Que leitura fez das reações anticomunistas que sucederam perante o acordo com o PS?

O anticomunismo sempre esteve latente na nossa sociedade. Durante o fascismo era a arma fulcral. O PCP foi declarado oficialmente como inimigo único, logo em 1934. A seguir ao 25 de abril houve um momento, quando os fascistas foram "reciclados", de algum silêncio. Ao longo dos anos têm tido altos e baixos. Agora o anticomunismo ressurgiu com uma virulência enorme. Muita gente tirou a máscara. Mas para nós, o problema não é tanto em relação ao partido, pois sempre vivemos com isto. A maior preocupação é com o que isto pode significar em termos de ameaça à democracia. Fica subjacente a ideia de uma democracia condicionada. E com argumentos de clara natureza fascista. As forças democráticas deviam ter isto em consideração, tendo em o passado. Lembrem-se do poema de Bertold Brecht. Primeiro não é nada com eles, mas depois também os vêm "buscar"...O silêncio e o achar que isto é só contra os comunistas não é a melhor atitude.

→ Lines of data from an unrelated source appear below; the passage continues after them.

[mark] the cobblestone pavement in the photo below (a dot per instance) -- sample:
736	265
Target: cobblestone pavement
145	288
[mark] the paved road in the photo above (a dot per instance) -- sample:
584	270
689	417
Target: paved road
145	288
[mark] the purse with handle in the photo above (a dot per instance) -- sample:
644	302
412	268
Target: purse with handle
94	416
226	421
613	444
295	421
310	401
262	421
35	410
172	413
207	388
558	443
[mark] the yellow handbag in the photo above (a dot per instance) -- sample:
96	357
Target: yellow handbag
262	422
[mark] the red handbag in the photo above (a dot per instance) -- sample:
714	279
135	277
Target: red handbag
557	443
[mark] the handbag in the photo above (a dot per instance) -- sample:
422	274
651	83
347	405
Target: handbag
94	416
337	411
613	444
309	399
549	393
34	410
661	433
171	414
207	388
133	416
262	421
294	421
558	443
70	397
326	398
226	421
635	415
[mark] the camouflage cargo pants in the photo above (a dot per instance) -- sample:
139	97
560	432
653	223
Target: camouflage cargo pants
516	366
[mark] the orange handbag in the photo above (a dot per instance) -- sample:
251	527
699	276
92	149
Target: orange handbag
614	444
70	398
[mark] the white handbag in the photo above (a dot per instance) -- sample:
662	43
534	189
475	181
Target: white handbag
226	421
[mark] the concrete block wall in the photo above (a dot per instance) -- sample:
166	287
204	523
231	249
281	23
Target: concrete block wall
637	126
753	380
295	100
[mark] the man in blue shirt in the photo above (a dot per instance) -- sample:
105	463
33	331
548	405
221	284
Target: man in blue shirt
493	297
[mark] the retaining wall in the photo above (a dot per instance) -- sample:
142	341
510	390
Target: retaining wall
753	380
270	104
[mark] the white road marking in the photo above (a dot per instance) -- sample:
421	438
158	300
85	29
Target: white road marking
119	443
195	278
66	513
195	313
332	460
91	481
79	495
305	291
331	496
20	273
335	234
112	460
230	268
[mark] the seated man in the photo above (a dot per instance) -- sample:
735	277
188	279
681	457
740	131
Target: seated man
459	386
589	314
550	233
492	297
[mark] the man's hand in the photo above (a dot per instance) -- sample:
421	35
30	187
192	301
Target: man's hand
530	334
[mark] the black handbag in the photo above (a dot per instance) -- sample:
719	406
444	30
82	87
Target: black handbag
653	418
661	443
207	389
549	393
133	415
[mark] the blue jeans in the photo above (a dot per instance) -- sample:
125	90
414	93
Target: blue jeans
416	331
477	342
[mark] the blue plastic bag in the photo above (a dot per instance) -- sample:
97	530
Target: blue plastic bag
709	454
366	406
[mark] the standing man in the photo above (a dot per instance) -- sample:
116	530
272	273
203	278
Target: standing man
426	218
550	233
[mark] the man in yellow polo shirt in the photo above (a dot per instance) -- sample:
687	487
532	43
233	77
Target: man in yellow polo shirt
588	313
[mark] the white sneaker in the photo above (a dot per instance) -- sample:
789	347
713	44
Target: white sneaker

Um colunista do DN, António Barreto, escreveu há semanas uma crónica muito crítica para os comunistas portugueses, dizendo que eram um sintoma do atraso do país, deixando implícito que para os combater tinha que ser pela força. Sente que é a opinião de muita gente?

A natureza por vezes é demasiado cruel para algumas pessoas quando chegam a certa idade. António Barreto é uma personagem pouco séria intelectualmente. Barreto já foi tudo na vida. Esquerdista, comunista, socialista, social-democrata. Ultrarrevolucionário quando estava longe da polícia política, na Suíça e contrarrevolucionário no Portugal de Abril. Ele faz parte de uma fauna que quando não sabe explica. Desliza a grande velocidade para posições fascizantes. Basta ver as suas posições sobre a revisão da Constituição e o que defende para a arquitetura do Estado. Nessa crónica expressa um argumento típico do fascismo, a defesa da violência contra os comunistas. Sofre da síndrome dos pigmeus. Acredita que bolsando lama sobre os grandes se torna gigante. É uma doença incurável. Precisávamos que o Eça ressuscitasse por algum tempo para se ocupar de certas abencerragens.